I have a very particular definition of science fiction: it must have science, and it must be fiction.
The balance between the two is the hardest part. Most sci-fi films never find that balance and end up looking cheesy or unintentionally funny – they never create a world that is both scientifically and fictionally believable; the implausibility of its science or drama (or both) outweighs the film’s real substance. (For proof, see any TV movie on the Sci-Fi channel.)
Looper, the time-travel film starring Joseph Gordon-Levitt and Bruce Willis, comes closer to the science-fiction balance than most. It’s set in 2044, a time in which poverty is inevitable for all but the most immoral and ruthless. This is largely in part because of the future – in 2074, time travel will be invented and immediately outlawed. Despite this, the future-mafia, as clever as its name suggests, continues using it.
Due to the future’s stringent body tracking technology, the future-mafia sends its victims back to 2044, where “Loopers,” contracted killers, shoot and dispose of the hits. Upon the closing of a Looper’s contract, the future-mafia sends back the Looper’s future self, tricking the Looper into inadvertently committing some complex variation of suicide – chronocide? Perhaps. Joe, one such Looper, allows his future self to escape. Thus, we have a story.
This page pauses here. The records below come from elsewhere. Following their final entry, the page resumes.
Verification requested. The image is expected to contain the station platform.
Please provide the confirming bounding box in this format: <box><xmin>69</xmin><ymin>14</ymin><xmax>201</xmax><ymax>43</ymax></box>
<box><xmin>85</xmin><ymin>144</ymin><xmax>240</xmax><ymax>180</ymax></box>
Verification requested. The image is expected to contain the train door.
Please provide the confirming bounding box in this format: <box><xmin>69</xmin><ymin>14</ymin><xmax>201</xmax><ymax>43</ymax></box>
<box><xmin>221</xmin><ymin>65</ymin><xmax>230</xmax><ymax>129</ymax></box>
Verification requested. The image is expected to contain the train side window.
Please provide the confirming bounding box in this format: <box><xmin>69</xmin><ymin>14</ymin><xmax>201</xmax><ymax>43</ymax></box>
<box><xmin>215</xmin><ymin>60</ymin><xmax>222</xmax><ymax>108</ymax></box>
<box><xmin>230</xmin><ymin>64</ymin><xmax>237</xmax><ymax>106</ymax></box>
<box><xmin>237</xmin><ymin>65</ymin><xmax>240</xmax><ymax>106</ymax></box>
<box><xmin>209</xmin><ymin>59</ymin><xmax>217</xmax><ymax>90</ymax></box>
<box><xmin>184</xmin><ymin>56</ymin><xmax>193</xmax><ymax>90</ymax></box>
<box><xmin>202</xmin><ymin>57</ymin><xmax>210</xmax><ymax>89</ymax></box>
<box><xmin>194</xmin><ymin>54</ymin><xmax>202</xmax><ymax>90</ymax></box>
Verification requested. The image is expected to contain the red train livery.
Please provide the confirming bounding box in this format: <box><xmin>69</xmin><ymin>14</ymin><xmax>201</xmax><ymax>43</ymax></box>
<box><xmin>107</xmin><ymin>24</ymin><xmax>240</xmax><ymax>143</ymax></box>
This film is far better on the screen than it is on paper – I tried my best, but that summary is both convoluted and not even really a summary. It’s just the setting; in fact, it’s just a couple of facts about the setting narrated by Joe in the first five minutes of the movie. This film presents a more carefully and concisely constructed world than most sci-fi worlds present in all of their combined media. (Did anyone say Star Wars expanded universe?) Clothing style, firearm build, vehicle design, world view, and designer drugs (to name a view) are all crafted and manipulated into a coherent world. Add an immensely satisfying full-circle ending; what results is a movie with true worth.
Of course, Looper isn’t without its faults. The paradox of time travel always makes me skeptical when approaching a sci-fi movie. I also find it hard to believe that the future-mafia can avoid the laws banning time travel, but at the same time can’t get rid of a body. Come on, future-mobsters. Most of these problems are, however, avoided through a lack of detail regarding the plausibility of these technologies. In one scene, Old Joe (Willis) and Young Joe meet in a diner to discuss their (or is it his?) situation. Young Joe brings up the logical problems in time travel theory; Old Joe responds by slamming his fist on the table and yelling, “IT DOESN’T MATTER!”
The film regards time travel almost playfully, and scenes like that, which are plentiful, prove it. In another scene, Young Joe argues with a future-mafia member about whether to move to France or China. The man ends the argument with: “Kid, I’m from the future. Go to China.” Clever writing always keeps the logical flaws out of the viewer’s mind.
I’ve noticed something over the past nine months of writing this column; I tend to write more about films I analyzed and enjoyed. Maybe that should be my new judging system. For now, go see Looper for 8 bucks.